An oxygen vacancy-rich two-dimensional Au/TiO2 hybrid for synergistically enhanced electrochemical N2 activation and reduction

Abstract

The electrochemical nitrogen reduction reaction (NRR) is emerging as a promising sustainable technique that can convert nitrogen (N₂) to ammonia (NH₃) under ambient conditions. However, the selectivity and electrocatalytic activity of the NRR obtained experimentally to date are still unsatisfactory. As a consequence, it remains a technical challenge to develop scalable, low-cost, and efficient NRR electrocatalysts. Herein, we present an oxygen vacancy (V_O)-rich two-dimensional gold (Au)/titanium dioxide (TiO₂) hybrid that acts as an advanced NRR electrocatalyst under ambient conditions. Electrocatalytic testing demonstrated that the Au/TiO₂ hybrid catalyst delivered a promising NH₃ yield of 64.6 μg h⁻¹ mg⁻¹ cat and a high faradaic efficiency of 29.5% at −0.40 V versus the reversible hydrogen electrode in acidic media. Experimental findings and theoretical calculations demonstrate that the strong electron-donating effect of V_O in TiO₂ was essential for N₂ activation.
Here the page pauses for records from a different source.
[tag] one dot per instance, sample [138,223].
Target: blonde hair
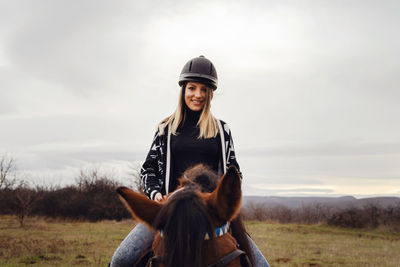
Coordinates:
[207,123]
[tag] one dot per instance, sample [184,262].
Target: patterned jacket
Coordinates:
[156,170]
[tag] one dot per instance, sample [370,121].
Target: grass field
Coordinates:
[57,243]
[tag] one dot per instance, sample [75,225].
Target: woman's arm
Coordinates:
[230,155]
[150,171]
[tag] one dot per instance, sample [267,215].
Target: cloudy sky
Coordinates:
[310,89]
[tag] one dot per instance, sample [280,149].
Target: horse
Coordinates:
[192,223]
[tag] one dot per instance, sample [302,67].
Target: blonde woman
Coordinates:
[191,135]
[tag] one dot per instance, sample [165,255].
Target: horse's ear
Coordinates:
[225,200]
[142,208]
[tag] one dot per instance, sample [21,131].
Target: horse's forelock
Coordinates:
[184,221]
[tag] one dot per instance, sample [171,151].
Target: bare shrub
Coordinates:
[7,167]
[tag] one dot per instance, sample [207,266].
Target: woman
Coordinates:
[191,135]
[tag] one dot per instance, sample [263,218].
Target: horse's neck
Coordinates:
[215,249]
[212,251]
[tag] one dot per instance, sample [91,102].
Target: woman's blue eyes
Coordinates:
[194,88]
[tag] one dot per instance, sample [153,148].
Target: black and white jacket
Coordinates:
[156,170]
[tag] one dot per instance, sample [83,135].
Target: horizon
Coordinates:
[309,89]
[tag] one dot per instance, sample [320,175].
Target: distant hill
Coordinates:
[338,202]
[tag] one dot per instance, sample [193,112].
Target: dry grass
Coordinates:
[59,243]
[45,242]
[320,245]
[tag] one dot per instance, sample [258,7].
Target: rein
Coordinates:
[219,231]
[244,260]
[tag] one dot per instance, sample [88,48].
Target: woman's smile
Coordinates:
[195,95]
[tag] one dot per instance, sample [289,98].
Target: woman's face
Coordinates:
[195,95]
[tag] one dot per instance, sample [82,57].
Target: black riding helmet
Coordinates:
[199,69]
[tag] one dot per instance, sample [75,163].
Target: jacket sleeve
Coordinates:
[150,171]
[230,149]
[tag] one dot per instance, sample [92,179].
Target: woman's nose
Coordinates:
[197,93]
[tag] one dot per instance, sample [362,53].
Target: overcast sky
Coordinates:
[310,89]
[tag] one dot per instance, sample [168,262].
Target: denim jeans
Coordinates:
[141,238]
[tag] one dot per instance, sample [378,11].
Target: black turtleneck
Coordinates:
[188,150]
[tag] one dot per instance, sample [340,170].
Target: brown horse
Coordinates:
[192,223]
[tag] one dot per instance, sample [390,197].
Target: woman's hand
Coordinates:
[158,197]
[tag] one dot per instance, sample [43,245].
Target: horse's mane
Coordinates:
[207,179]
[184,221]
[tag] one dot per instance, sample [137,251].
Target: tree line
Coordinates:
[93,198]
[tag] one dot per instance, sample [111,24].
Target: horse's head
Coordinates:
[187,217]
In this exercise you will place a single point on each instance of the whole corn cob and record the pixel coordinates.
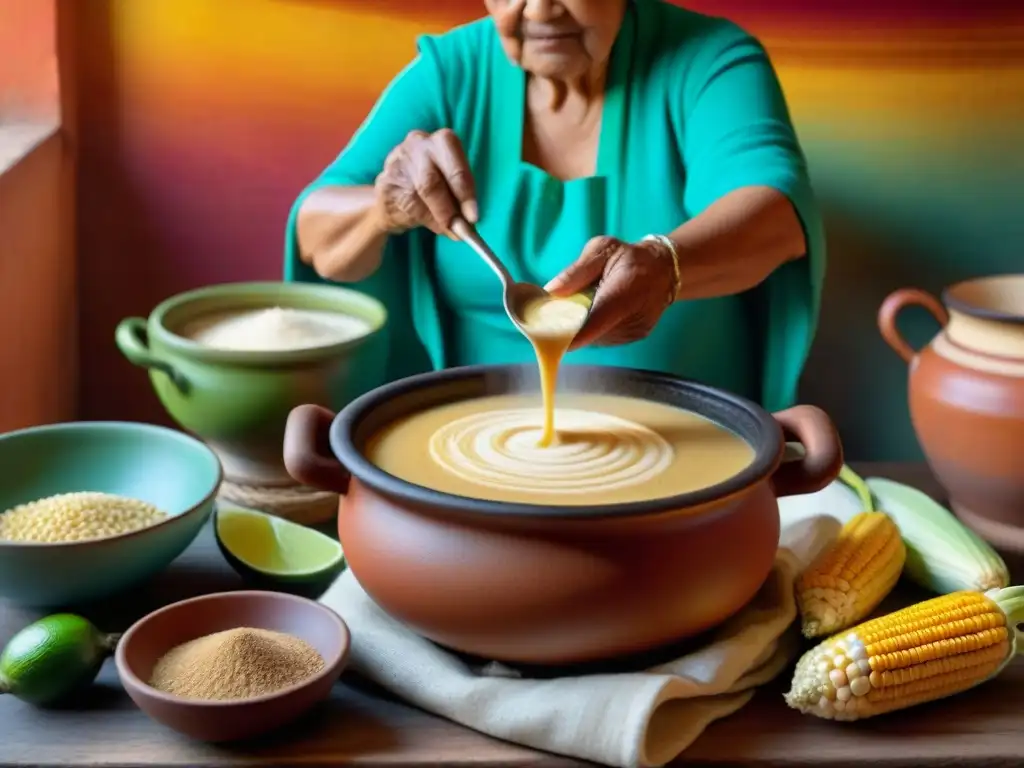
(927, 651)
(942, 554)
(849, 580)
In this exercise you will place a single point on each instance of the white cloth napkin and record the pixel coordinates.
(631, 719)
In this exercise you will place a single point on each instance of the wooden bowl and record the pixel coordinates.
(150, 638)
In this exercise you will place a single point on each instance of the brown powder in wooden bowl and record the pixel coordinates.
(235, 665)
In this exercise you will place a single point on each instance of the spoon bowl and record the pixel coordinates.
(516, 296)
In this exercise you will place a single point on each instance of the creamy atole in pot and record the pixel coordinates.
(610, 449)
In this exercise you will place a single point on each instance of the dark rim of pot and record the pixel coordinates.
(368, 414)
(952, 300)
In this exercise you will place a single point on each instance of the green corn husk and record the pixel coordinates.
(942, 554)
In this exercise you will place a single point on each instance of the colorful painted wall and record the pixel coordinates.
(200, 120)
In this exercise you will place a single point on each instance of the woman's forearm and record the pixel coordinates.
(736, 243)
(341, 232)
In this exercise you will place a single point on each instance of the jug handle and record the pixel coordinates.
(894, 304)
(308, 458)
(133, 341)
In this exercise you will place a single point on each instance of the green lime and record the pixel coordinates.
(53, 658)
(273, 551)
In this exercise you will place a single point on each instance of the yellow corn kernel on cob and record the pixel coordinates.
(942, 554)
(927, 651)
(848, 581)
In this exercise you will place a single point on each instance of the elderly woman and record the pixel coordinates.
(628, 143)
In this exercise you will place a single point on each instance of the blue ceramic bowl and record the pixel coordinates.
(169, 469)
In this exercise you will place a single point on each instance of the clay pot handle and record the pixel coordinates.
(307, 450)
(822, 457)
(894, 304)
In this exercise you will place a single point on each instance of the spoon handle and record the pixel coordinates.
(468, 235)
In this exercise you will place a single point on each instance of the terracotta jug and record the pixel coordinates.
(967, 398)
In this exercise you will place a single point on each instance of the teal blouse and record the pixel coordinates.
(692, 111)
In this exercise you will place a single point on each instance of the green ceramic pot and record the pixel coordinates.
(238, 401)
(162, 466)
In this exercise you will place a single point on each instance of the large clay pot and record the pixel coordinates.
(238, 401)
(558, 585)
(967, 398)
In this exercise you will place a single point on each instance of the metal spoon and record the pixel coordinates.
(516, 295)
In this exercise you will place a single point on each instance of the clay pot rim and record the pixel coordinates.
(247, 295)
(768, 444)
(953, 301)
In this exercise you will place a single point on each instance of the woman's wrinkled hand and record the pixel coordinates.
(636, 283)
(426, 181)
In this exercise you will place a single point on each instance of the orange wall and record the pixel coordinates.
(38, 324)
(201, 120)
(38, 293)
(28, 61)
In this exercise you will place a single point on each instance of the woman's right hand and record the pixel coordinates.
(426, 181)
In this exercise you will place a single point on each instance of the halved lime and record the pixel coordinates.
(273, 551)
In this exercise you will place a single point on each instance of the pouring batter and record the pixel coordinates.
(551, 325)
(562, 127)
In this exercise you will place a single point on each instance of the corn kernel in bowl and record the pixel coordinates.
(77, 517)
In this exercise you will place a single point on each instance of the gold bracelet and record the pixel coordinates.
(669, 245)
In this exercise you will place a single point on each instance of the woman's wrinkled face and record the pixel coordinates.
(557, 38)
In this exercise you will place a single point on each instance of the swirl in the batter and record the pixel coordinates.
(595, 452)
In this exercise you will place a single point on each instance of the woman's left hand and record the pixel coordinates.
(636, 283)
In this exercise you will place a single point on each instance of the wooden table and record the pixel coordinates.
(361, 727)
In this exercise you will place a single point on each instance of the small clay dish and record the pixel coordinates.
(150, 638)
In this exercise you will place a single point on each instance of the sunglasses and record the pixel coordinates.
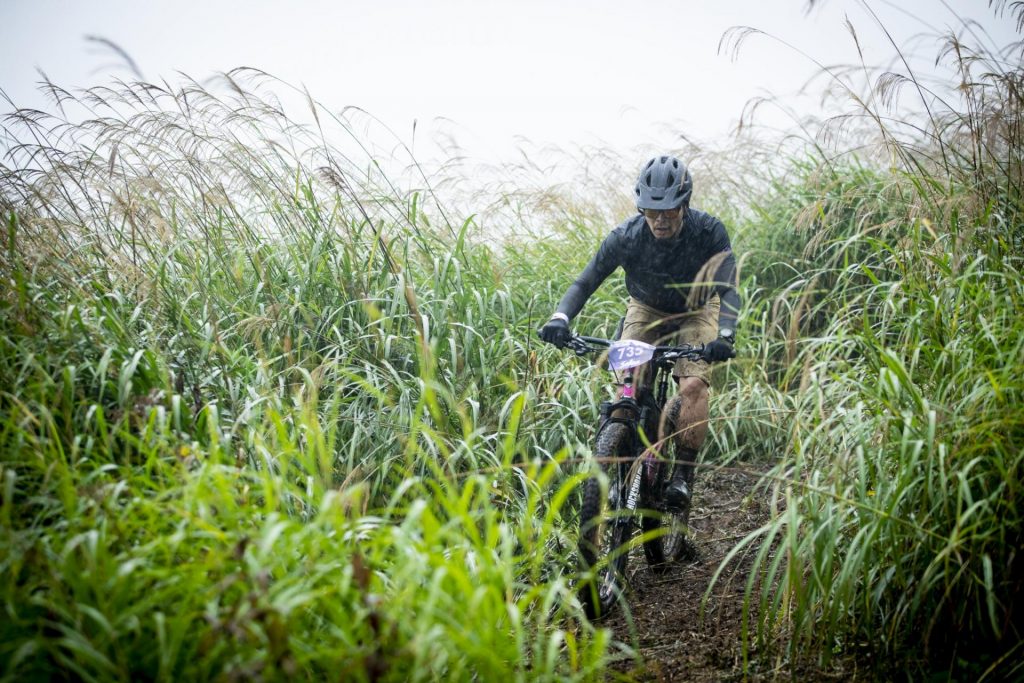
(654, 215)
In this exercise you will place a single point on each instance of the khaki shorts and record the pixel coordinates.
(655, 327)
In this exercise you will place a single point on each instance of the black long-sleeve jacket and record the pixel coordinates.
(674, 275)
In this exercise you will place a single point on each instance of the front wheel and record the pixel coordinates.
(671, 542)
(603, 534)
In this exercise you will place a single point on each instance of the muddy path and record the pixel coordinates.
(664, 622)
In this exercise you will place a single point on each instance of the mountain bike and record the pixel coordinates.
(635, 445)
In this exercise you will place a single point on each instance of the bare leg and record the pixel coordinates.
(692, 419)
(691, 426)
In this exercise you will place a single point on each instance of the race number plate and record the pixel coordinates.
(629, 353)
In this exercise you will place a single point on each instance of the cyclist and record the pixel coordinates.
(680, 274)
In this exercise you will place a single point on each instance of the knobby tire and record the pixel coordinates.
(603, 536)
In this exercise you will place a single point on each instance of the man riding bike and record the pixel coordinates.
(680, 273)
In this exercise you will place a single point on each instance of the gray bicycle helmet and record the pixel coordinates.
(665, 183)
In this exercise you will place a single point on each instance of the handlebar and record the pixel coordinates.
(583, 345)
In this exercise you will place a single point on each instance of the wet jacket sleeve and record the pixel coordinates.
(725, 286)
(725, 276)
(604, 262)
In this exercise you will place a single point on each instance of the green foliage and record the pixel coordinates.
(266, 415)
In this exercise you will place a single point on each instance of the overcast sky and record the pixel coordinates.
(564, 73)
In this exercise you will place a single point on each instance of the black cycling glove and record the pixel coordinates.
(718, 350)
(556, 331)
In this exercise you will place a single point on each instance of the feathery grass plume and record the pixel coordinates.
(898, 317)
(263, 410)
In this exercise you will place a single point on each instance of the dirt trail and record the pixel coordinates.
(664, 621)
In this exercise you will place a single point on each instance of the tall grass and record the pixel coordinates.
(265, 415)
(270, 409)
(896, 341)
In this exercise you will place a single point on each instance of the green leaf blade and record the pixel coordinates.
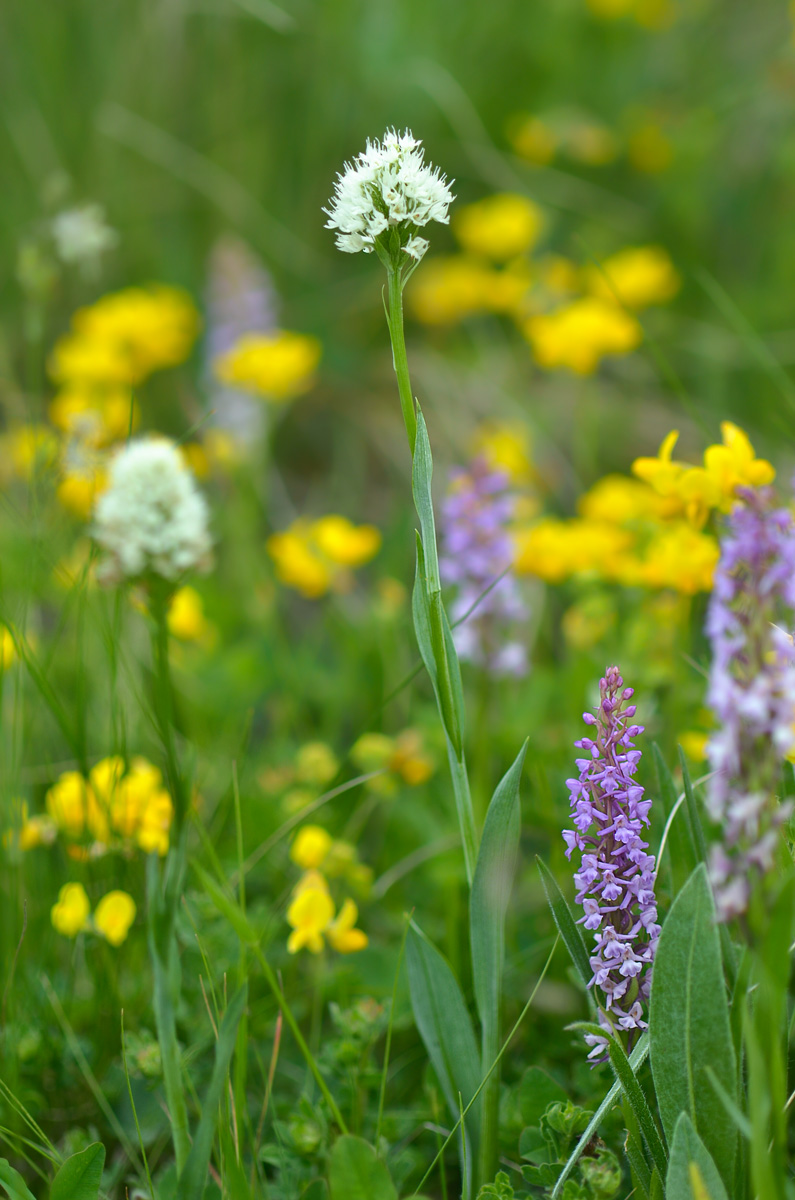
(689, 1030)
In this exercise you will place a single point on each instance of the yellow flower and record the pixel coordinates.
(344, 543)
(311, 556)
(25, 450)
(579, 335)
(82, 361)
(310, 915)
(620, 499)
(500, 227)
(693, 743)
(297, 562)
(589, 142)
(555, 550)
(316, 763)
(278, 366)
(150, 328)
(506, 448)
(649, 149)
(725, 468)
(533, 139)
(408, 759)
(679, 557)
(95, 415)
(73, 807)
(637, 276)
(662, 472)
(7, 648)
(310, 847)
(77, 492)
(70, 913)
(113, 917)
(341, 933)
(186, 618)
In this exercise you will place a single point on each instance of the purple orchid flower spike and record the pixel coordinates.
(616, 877)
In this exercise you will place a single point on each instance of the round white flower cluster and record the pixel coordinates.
(151, 517)
(388, 186)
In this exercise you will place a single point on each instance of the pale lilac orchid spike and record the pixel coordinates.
(615, 881)
(752, 694)
(476, 551)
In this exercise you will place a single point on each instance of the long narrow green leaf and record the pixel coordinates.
(635, 1060)
(12, 1182)
(491, 888)
(356, 1173)
(193, 1177)
(634, 1093)
(688, 1024)
(79, 1177)
(444, 1026)
(687, 1152)
(566, 923)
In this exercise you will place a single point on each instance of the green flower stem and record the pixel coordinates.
(442, 647)
(399, 359)
(165, 963)
(270, 978)
(163, 889)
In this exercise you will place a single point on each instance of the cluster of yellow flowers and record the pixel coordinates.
(541, 138)
(571, 317)
(112, 347)
(311, 912)
(276, 366)
(317, 556)
(314, 766)
(401, 759)
(113, 916)
(649, 531)
(114, 808)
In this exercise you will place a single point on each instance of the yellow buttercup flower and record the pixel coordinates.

Meanwhile, the introduction of Au promotes both the electrochemical and thermodynamic rate-limiting steps by adjusting the electronic structure of the active sites. Together, these effects greatly facilitate the activation and reduction of N₂ under ambient conditions. The specific catalyst design strategy in our work represents an alternative avenue to produce other two-dimensional electrocatalysts with high NRR activity and selectivity through rational structural engineering.